Our measures of vaporizer use and respiratory symptoms could also have been more detailed. A single question about the primary technique used for administering cannabis neglects potentially meaningful variation in vaporizer use. Some participants might use a vaporizer primarily but also smoke cannabis. In contrast, other participants might use a vaporizer exclusively. Both of these groups of participants would end up in the group who uses a vaporizer primarily. Vaporizers come in several forms, including conduction-style machines that employ a hot plate as well as convection-style devices that use warmed air. The efficacy of these different machines could vary substantially, but we could not address the question with the current data.
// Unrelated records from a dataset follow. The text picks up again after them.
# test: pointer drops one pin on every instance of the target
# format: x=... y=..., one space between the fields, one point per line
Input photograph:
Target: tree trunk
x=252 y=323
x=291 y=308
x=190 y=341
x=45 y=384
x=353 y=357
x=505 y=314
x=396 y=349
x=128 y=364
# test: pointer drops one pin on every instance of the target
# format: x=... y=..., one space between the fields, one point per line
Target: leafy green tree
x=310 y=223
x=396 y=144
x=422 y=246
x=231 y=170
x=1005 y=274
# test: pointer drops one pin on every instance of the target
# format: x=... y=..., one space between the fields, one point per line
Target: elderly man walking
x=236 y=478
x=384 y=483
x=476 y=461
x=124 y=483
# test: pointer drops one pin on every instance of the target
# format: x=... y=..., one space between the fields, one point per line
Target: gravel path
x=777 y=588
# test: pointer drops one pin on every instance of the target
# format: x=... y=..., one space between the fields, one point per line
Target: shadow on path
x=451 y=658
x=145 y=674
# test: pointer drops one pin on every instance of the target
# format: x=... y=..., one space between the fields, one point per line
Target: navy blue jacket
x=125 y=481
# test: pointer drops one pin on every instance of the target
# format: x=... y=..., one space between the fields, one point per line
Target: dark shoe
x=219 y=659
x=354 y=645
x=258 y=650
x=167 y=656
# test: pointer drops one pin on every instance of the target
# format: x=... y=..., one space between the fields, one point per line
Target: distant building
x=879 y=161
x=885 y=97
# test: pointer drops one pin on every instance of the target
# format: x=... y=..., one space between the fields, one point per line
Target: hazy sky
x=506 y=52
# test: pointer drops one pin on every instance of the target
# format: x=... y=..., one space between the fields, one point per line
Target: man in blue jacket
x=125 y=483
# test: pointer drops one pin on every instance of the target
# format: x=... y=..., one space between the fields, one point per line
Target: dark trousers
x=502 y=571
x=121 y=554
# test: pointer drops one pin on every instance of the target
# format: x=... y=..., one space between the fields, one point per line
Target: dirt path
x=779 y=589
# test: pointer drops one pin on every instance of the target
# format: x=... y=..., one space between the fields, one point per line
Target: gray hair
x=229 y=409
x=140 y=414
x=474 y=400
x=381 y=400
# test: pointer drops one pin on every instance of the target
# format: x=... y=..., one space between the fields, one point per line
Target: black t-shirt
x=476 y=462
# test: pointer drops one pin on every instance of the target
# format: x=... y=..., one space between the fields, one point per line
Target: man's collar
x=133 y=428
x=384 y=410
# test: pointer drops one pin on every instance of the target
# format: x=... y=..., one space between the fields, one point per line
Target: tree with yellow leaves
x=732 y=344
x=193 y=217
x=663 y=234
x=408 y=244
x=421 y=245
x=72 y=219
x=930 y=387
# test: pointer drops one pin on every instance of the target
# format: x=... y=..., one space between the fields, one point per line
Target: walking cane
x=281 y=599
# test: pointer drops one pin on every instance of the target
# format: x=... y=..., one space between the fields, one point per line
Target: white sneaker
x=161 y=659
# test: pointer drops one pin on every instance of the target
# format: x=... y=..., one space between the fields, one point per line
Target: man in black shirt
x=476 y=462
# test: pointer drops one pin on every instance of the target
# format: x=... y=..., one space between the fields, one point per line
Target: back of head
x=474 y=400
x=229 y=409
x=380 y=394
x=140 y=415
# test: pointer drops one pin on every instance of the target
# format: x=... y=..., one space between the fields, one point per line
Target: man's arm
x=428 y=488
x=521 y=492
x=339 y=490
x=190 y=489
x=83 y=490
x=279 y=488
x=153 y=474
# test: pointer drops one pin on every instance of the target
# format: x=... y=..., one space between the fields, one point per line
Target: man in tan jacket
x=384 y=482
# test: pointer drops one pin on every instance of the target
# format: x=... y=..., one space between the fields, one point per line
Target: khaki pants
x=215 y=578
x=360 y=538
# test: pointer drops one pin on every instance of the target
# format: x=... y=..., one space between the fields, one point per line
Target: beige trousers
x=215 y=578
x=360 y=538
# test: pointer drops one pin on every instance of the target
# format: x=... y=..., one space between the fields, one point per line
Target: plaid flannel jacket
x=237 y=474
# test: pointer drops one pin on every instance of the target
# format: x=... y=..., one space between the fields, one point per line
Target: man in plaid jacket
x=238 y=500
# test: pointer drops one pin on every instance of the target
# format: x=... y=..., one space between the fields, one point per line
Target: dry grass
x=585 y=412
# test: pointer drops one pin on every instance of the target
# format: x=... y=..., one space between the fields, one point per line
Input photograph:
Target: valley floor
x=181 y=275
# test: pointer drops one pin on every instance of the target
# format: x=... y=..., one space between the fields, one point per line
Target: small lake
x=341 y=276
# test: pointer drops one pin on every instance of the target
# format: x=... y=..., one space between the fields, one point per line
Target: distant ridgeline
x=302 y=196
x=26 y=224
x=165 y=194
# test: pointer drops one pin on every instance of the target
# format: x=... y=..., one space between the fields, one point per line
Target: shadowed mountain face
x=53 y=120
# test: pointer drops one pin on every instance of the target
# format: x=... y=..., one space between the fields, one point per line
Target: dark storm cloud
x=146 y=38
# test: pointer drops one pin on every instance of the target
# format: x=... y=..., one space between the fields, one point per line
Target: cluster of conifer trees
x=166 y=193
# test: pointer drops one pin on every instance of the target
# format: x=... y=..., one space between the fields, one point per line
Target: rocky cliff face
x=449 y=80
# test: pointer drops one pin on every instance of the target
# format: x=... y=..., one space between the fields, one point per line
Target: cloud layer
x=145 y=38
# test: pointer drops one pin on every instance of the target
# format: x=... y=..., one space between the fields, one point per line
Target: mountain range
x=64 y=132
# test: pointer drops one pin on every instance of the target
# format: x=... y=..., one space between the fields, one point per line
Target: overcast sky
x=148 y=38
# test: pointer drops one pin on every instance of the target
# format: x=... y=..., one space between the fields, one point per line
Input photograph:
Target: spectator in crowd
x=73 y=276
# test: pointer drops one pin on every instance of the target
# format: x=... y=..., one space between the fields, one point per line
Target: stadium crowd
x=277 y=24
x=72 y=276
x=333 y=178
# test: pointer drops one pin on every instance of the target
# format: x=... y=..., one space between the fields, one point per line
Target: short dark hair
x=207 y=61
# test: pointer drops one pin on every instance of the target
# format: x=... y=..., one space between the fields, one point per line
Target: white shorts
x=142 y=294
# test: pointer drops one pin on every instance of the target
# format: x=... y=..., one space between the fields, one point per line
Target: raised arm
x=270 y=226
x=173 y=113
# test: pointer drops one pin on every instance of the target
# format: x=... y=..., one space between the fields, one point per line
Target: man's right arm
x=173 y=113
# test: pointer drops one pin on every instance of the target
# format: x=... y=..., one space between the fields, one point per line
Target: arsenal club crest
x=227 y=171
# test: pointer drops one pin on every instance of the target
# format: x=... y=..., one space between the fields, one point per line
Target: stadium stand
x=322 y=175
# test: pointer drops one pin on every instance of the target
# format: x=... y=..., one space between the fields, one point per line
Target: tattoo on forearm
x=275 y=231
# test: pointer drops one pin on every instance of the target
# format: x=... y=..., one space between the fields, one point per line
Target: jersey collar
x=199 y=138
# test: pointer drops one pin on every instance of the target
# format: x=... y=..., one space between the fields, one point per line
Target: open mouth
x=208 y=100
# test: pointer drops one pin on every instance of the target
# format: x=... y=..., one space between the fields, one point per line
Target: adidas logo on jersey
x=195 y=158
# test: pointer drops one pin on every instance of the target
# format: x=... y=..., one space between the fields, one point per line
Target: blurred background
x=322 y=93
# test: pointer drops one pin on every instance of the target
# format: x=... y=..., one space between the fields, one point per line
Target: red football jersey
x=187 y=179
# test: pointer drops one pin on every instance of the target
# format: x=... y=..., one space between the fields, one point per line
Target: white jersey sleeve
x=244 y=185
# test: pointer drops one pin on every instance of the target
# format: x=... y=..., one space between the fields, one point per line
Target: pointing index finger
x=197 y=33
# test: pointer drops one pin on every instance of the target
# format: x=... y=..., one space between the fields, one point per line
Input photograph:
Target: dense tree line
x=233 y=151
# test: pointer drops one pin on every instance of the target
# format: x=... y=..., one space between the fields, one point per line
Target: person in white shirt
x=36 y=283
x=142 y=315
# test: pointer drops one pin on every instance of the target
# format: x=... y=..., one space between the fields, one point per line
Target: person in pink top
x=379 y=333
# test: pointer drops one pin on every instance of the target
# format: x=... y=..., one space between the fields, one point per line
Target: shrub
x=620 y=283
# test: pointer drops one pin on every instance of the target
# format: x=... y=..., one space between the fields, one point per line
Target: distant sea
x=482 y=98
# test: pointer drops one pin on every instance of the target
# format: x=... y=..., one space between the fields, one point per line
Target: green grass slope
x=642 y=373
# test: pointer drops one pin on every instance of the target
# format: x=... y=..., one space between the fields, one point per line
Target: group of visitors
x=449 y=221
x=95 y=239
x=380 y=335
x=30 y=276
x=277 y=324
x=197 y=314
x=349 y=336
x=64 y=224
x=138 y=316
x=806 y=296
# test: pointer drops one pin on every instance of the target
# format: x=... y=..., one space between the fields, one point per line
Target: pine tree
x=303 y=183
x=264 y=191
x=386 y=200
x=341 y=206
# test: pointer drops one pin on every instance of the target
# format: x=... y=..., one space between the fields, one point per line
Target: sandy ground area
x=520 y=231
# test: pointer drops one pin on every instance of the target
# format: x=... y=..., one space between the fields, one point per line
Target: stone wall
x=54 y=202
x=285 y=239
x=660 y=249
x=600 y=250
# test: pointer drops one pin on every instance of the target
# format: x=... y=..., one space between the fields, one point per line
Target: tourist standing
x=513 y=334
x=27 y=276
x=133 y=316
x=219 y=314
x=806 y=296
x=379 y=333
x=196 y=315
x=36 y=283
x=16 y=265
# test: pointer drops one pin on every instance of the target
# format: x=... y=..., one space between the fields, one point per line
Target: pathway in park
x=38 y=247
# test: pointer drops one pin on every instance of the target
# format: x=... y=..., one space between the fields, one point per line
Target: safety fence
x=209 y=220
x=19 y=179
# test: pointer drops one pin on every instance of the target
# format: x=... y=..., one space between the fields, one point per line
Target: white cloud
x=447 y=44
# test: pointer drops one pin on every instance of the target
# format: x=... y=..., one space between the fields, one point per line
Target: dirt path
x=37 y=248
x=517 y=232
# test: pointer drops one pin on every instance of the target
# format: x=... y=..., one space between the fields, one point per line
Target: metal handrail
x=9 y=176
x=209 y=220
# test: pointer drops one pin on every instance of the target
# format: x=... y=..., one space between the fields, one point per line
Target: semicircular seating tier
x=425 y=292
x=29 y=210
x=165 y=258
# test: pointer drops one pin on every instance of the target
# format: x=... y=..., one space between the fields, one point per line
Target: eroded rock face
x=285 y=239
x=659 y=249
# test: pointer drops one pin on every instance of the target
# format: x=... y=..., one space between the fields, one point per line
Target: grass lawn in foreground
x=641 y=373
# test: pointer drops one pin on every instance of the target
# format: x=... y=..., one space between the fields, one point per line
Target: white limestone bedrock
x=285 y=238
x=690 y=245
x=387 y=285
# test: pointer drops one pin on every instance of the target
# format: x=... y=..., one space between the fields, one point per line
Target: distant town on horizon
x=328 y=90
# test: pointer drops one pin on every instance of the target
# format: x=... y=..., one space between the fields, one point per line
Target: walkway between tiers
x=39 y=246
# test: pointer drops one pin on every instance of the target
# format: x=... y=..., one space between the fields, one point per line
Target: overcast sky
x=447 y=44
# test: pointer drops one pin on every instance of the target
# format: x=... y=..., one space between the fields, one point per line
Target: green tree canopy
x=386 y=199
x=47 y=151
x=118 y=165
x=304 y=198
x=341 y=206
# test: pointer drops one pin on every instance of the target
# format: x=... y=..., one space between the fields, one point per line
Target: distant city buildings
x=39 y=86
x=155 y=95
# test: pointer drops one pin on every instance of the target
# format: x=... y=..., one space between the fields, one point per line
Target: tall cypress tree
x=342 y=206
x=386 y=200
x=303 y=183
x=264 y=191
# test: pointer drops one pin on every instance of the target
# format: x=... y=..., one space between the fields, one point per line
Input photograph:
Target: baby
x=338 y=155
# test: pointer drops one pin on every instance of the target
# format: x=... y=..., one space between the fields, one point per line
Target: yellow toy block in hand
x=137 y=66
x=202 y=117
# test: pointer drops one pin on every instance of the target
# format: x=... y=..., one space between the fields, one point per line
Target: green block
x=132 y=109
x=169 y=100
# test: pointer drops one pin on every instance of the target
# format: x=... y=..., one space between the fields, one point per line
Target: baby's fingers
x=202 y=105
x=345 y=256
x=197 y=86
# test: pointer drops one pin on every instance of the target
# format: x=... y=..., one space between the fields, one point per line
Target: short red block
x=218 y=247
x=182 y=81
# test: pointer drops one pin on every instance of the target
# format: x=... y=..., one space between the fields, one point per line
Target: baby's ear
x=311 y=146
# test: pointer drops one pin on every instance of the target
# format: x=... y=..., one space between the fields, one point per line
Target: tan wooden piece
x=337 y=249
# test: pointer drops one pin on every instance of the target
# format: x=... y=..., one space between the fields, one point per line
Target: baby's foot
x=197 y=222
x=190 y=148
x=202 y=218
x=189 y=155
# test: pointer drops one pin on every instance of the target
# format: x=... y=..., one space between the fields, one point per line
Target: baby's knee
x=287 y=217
These limitations, however, should decrease power rather than create a spurious result. By lumping participants who occasionally smoke cannabis into the same group with those who vaporize exclusively, we actually weaken the ability to detect effects. Including any type of vaporizer, no matter how effective, also has the potential to weaken effects. In a sense, the current study’s estimate of the effect of a vaporizer on respiratory symptoms might be an underestimate of the improvement that could arise from a good vaporizer used as the exclusive method for ingesting cannabis. We also did not assess the length of time each participant had used a vaporizer. A vaporizer’s impact might grow more dramatic with longer use. The assessment of respiratory symptoms was also not particularly elaborate, but the same measures revealed a significant impact of cannabis and cigarettes in this sample and in other work .
Finally, the use of a vaporizer was not randomly assigned. The possibility exists that cannabis users who choose a vaporizer might engage in a host of other behaviors designed to minimize respiratory symptoms, or simply be more health conscious in general. Like any correlational study, this one cannot address the role of causality. The current data are consistent, however, with the idea that cannabis vaporizers can decrease respiratory symptoms in regular users of the plant. A better test of a vaporizer’s potential for minimizing problems would require recruiting cannabis smokers who report respiratory troubles, randomly assigning a group to use a vaporizer, and assessing any decrease in symptoms. The current data suggest that such an intervention could prove helpful.
Although the use of a vaporizer has the potential to increase the safety of cannabis as far as respiratory symptoms are concerned, pulmonary problems are not the only potential negative consequences of the plant. Reviews suggest that 9?12% of cannabis users develop symptoms of dependence . Cannabis can lead to impaired driving skills , and heavy use in adolescence might create deviant brain structure  as well as decreases in intelligence . A vaporizer offers no protection against these negative consequences. Nevertheless, a vaporizer has considerable potential for increasing cannabis drug safety by minimizing pulmonary troubles.